Il Cinema Ritrovato 2016 ha offerto in tre giorni di proiezione una rapida panoramica sul cinema cubano, misconosciuto in Europa e America per l’embargo che da anni vige sull’isola caraibica. Il programma, curato con la consulenza di Luciano Castillo (direttore della Cinemateca de Cuba, ICAIC), ha presentato copie giunte avventurosamente al festival di alcune delle più significative e rare pellicole realizzate tra gli anni Trenta e i Cinquanta, prima dunque della locale rivoluzione e della conseguente presa di potere da parte di Fidel Castro. Una produzione certamente datata e ingenua, ma espressione libera e non retorica di uno spirito condiviso a livello nazionale che trova prevalentemente nella commedia la sua migliore forma espressiva. È attraverso di essa che la cinematografia di quegli anni guarda alla galoppante modernità del coevo sviluppo economico e al conseguente cambio di usi, costumi e comportamenti, con un misto di fascino e scetticismo, tenendo però sempre presenti i valori tradizionali (La Virgen de la Caridad, Ramón Peón, 1930; Cuba canta y baila, Manuel de la Pedrosa, 1951; Martí, mentor de juventudes, Juan Diaz Quesada, 1953).
Ma ciò su cui fa principalmente leva questo cinema, l’elemento che meglio esprime lo spirito del tempo, in cui è più facile rintracciare un preciso e condiviso senso di appartenenza alla collettività è la musica. Vero collante delle vicende narrate nelle pellicole, la componente sonora si presenta in definitiva come matrice della cultura locale, elemento-simbolo forte di una carica emotiva che travalica il puro gesto intellettuale, facendosi rappresentazione di un preciso modo di vivere (Cine-revista: Sonia Caballero, 1956; Fiesta de la canción cubana, Alberto G. Montes, 1956).
Affidati ad artisti locali di riconosciuta fama, i numerosi inserti che inframmezzano il narrato sono più che lungaggini digressive: le canzoni irrompono nel racconto per sottolinearne i passaggi fondamentali, non solo abbellendoli, ma caricando loro di un pathos altrimenti irraggiungibile (Maracas y bongó, Max Tosquella, 1932; Yo soy el héroe, Ernesto Caparrós, 1940; Cuba canta y baila).
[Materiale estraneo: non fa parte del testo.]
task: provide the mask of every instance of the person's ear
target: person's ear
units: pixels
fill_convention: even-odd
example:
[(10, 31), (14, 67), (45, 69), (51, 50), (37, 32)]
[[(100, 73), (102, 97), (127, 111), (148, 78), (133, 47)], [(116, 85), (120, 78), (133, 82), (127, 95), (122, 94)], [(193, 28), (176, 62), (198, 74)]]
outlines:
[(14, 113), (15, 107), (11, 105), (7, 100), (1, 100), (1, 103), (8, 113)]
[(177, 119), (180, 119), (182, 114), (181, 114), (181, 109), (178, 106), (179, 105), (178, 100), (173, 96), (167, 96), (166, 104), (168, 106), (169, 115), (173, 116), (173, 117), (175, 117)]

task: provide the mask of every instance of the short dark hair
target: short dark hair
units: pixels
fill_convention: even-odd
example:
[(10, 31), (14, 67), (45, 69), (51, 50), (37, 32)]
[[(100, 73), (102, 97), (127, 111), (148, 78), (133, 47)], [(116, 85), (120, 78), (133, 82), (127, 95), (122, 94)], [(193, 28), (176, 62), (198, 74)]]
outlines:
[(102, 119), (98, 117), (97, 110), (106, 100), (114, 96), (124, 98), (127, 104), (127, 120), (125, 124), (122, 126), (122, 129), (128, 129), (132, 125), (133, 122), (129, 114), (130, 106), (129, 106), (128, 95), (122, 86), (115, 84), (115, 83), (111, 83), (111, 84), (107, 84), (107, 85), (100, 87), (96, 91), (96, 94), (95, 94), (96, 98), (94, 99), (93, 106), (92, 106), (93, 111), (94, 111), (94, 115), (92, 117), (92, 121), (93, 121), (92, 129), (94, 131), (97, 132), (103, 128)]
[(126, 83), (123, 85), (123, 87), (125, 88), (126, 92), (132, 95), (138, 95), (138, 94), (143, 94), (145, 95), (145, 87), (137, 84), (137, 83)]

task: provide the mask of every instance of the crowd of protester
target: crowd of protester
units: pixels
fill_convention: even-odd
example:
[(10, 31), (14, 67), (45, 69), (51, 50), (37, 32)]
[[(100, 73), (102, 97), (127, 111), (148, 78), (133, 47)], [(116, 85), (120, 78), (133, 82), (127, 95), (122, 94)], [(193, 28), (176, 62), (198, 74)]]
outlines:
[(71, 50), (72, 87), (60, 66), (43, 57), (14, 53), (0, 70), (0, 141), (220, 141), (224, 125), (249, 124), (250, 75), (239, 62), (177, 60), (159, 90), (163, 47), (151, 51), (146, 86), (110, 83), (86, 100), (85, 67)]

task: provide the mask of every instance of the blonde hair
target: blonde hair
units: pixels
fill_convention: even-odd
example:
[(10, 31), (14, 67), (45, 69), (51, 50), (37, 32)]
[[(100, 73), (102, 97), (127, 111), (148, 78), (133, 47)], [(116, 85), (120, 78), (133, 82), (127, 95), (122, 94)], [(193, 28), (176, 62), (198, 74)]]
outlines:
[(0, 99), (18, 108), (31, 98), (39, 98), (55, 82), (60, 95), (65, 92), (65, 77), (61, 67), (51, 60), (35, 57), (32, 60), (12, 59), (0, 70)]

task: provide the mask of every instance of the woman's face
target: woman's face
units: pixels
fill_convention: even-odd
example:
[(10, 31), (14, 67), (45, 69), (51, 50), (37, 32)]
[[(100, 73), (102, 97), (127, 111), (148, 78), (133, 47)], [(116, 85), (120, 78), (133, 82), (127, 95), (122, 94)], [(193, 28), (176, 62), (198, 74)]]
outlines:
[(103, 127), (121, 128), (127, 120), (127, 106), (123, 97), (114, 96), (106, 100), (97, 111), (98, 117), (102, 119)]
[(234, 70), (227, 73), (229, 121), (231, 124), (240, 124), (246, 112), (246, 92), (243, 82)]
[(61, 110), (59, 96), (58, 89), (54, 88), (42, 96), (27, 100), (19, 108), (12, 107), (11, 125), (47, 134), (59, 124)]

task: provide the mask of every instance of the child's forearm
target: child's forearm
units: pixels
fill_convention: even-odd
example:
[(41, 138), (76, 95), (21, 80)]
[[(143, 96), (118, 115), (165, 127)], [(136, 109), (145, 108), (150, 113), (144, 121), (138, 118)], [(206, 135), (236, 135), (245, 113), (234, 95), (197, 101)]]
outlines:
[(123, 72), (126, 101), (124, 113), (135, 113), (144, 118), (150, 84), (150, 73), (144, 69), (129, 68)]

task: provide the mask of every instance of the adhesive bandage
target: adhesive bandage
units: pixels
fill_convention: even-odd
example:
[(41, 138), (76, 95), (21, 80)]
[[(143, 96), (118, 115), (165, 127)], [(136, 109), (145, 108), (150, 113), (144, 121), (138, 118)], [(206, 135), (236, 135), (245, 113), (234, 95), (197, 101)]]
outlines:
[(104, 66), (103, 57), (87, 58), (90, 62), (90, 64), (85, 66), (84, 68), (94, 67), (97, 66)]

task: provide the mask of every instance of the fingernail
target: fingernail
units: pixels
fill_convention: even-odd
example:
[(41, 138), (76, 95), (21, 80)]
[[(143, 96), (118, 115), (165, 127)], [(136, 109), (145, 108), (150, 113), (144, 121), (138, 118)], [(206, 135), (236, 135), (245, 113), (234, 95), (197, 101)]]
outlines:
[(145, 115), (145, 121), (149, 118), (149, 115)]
Come recita la didascalia in apertura del film di Montes “la musica è lo specchio più veritiero della realtà sociale ed economica di una nazione. I nostri ritmi e le nostre melodie esprimono l’anima del popolo cubano”. La commistione di generi che si alternano nei lunghi intermezzi musicati – contradanza, conga, canti popolari, criolismo, canzone romantica, mambo o sonorità africane – diventa allora il segno dell’identità nazionale, frutto della commistione di razze e culture diverse, spesso complessa e difficile, ma punto di partenza indispensabile per accettare l’altro in un processo di equilibrato vivere civile. Mai cinema popolare è stato tanto politico.